Long before Cardinal Pell faced his accusers with equanimity and grace—both natural and supernatural—he was an inspiration to many like me

In March 2019, Cardinal Jorge Urosa Savino, emeritus archbishop of Caracas, entered my office and saw above my desk a portrait of Cardinal George Pell. (It hangs beside one of Fr. Richard John Neuhaus.) Pell had been incarcerated a few weeks previously after a wrongful conviction on sexual misconduct charges.

He stopped short, as if surprised to see the portrait hanging there after the subject had been convicted in one of the Church’s most notorious sex abuse cases. He looked at it impassively for a long time in silence. It became a bit uncomfortable in the room as I waited for him to say something.

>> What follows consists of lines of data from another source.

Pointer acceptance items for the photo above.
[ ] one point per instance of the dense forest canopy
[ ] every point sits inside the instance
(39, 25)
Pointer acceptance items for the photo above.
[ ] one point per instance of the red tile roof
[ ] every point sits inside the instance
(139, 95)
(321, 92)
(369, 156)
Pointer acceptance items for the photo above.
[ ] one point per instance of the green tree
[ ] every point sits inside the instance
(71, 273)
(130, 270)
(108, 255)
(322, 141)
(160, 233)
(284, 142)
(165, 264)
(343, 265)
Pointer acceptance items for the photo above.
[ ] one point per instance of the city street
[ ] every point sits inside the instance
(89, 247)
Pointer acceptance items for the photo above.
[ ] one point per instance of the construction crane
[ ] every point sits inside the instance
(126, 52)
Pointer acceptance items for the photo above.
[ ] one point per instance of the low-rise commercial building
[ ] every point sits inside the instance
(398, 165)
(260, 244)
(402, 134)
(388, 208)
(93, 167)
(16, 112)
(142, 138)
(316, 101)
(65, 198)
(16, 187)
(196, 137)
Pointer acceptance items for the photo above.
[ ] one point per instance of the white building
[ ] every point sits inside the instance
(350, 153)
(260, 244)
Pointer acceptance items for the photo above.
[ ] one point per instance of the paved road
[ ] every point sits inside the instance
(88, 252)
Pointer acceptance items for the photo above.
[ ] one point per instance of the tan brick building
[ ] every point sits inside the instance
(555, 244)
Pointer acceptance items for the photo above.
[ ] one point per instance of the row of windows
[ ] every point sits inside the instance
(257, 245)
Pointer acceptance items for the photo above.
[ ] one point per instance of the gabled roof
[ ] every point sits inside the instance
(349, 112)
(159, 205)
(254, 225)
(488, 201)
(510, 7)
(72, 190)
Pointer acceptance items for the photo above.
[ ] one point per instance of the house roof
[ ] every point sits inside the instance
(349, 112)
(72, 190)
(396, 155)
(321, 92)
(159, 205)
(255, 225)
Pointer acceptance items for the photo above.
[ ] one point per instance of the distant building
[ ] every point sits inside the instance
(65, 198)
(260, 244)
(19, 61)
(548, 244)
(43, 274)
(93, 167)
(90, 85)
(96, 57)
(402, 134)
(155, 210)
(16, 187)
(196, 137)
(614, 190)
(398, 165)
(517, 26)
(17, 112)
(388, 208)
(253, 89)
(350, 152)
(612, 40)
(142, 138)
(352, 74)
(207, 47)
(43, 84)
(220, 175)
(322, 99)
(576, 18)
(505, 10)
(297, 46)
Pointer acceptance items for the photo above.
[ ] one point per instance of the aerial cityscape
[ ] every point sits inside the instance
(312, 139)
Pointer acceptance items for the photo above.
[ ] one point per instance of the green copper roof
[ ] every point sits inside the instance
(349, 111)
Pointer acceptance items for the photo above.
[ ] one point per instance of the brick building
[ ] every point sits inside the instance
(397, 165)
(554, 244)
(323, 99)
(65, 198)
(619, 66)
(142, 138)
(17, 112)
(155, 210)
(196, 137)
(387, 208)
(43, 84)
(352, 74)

Cardinal Urosa slowly turned, fixed his eyes upon me, pointed his finger, and said in a grave voice, “Do not remove that picture—no matter who tells you!”

I had no intention of removing it. And no one has told me to do so. I would not have removed it in that case anyway. It was a gift from my 2007 visit to Sydney in preparation for World Youth Day. It had become a portrait of a white martyr.

I took the portrait down so that Cardinal Urosa could see the inscription more clearly: “Raymond, Be not afraid! Every blessing to you and your flock. +George Cardinal Pell, Feast of St. John Fisher, 22/06/07.”

When he saw the name of St. John Fisher, Cardinal Urosa smiled with understanding and agreement. He was visiting Kingston, Ontario, as our guest at the annual St. John Fisher Dinner. The first guest to address the dinner was Cardinal Pell in 2008, who spoke with admiration and erudition about the cardinal that Henry VIII unjustly imprisoned. Now the cardinal in the portrait was giving us both inspiration from his own solitary confinement. 

Cardinal Urosa recognized what I knew from over twenty years of conversation with Cardinal Pell. Far from a criminal, Pell was a courageous pastor who was falsely accused precisely because of his unwillingness to compromise on the truths of the Catholic faith. He was, in his person, a “sign of the times,” to quote the dominical phrase employed by St. John XXIII regarding Vatican II.